The first thing a consumer must keep in mind, is that the company they choose may be apart of their financial life for up to 30 years. This is a very long time in the business sense, as a company’s financial situation could change dramatically over that period of time, also, while a company being bought by another company shouldn’t change the premium or death benefit protection, it may change some of the opportunities you may have been given as a policyholder with the company that originally issued the policy.
These concerns don’t usually seem like a big deal to most people when they are young and they feel they have all the time in the world to make adjustments and change, and that may be partly true, but soon after most people take a life insurance policy, they believe they won’t have to think about it for a longtime, or even, ever again. And then there may come an unexpected event in the policyholder’s life, and suddenly they find out that the policy they chose, doesn’t have a provision they might have gotten with another company, or they misunderstood, or were never informed of an option they could now use.
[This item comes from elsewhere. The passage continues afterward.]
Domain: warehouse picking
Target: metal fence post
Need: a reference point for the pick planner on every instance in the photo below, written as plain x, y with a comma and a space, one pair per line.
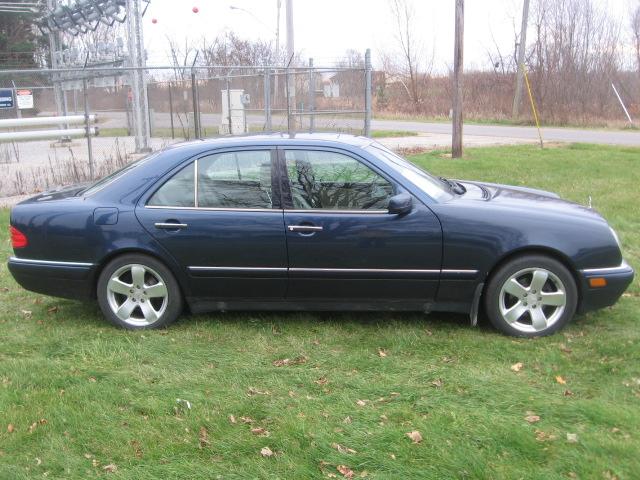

Working with the right agent is crucial to optimizing your life insurance coverage
This is why it is crucial to work with an experienced, knowledgeable agent, someone who can tell you the pros and cons between different companies products, and through understanding your personal circumstance, advise you on what features, and which companies to choose from. The last item to worry about is the quote a premium based on a guess. Areas your agent should be able to explain to you are the differences between companies and products with regard to:
- Waiver of premium provisions
- Accelerated Benefit provisions
- Term to permanent policy conversion options and rules
- End of term options
- Reduction of face amount options
- Lapse and reinstatement provisions
- Rating improvement provisions
All of these things listed above, and more, are not usually on the mind of consumers in the beginning, but are important to know and understand before you commit to a particular company’s product, especially since this policy could be a part of your life for decades, and you may find yourself in need of a benefit that should have been included in the policy, but you were never given complete information about your product choices.